Ta inwestycja może zrewolucjonizować energetykę w Polsce. Czy na Bałtyku powstanie wiatrowe El Dorado? Czy nie mówimy jednak o tej inwestycji zbyt optymistycznie? O tym w rozmowie z Arturem Kiełbasińskim mówił Gość Dnia Radia Gdańsk – Zbigniew Gryglas, wiceminister aktywów państwowych, pełnomocnik rządu ds. rozwoju morskiej energetyki wiatrowej.
Wiceminister mówił na naszej antenie o tym, kiedy najprawdopodobniej zaczną działać farmy wiatrowe. – Pierwsza energia z farm na Bałtyku popłynie pod koniec 2024 roku. To będzie moment, w którym będziemy mieli już pierwsze instalacje i jest szansa na to, by pierwszy prąd z polskich, biało-czerwonych farm popłynął do naszych domów.
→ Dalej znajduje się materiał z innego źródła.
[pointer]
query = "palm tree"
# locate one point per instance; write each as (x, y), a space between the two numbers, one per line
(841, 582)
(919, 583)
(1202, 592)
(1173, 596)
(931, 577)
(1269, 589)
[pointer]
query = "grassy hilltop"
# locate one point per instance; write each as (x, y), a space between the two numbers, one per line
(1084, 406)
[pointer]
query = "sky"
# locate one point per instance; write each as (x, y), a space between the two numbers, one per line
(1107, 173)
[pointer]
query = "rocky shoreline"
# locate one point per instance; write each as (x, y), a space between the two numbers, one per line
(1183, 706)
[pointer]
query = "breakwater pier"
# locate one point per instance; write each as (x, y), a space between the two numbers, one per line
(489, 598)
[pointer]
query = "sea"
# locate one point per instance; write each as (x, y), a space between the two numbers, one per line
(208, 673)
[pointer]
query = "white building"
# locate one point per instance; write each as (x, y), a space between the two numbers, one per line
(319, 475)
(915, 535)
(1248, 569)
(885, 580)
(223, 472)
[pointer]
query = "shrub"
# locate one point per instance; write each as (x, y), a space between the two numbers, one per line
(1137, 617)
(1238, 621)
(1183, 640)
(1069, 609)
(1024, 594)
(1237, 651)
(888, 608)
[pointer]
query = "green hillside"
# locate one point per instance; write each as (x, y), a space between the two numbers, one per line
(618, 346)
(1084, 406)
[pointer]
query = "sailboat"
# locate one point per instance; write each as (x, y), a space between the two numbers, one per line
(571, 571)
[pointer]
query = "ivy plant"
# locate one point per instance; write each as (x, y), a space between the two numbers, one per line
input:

Zbigniew Gryglas mówił także o ogromnej inwestycji, jaką jest zakup tysiąca wiatraków. – To już jest rzeczywistość. My dzisiaj nie tylko mówimy o tym gigantycznym projekcie, ale realizujemy też konkretne kroki. W Gdyni ma powstać największy w Polsce terminal obsługujący budowę tych farm wiatrowych. A powstanie ich na polskim Bałtyku bardzo dużo – zgodnie z programami rządowymi i dokumentem strategicznym „Polityka energetyczna Polski” mówimy o ponad 10 gigawatach mocy – mówił Zbigniew Gryglas. – To oznacza około tysiąca wiatraków na morzu. Koszt tego przedsięwzięcia to około 120 mld złotych. To oznacza wielkie korzyści dla polskiej energetyki, ale też i gospodarki – dodał.
– Bałtyk będzie jednym z największych źródeł zielonej energii dla polskiej gospodarki. Będzie to około 20 proc. całego naszego zapotrzebowania na energię elektryczną. Te 10 gigawatów to dopiero początek, myślimy bardziej ambitnie, bo warunki na polskim morzu są doskonałe – przekonywał wiceminister. – Nawet lepsze niż te na Morzu Północnym, które jest obecnie światowym centrum rozwoju morskiej energetyki wiatrowej. Wierzę, że za kilka lat to będzie Bałtyk. Tutaj przeniesie się główny ciężar – dodał.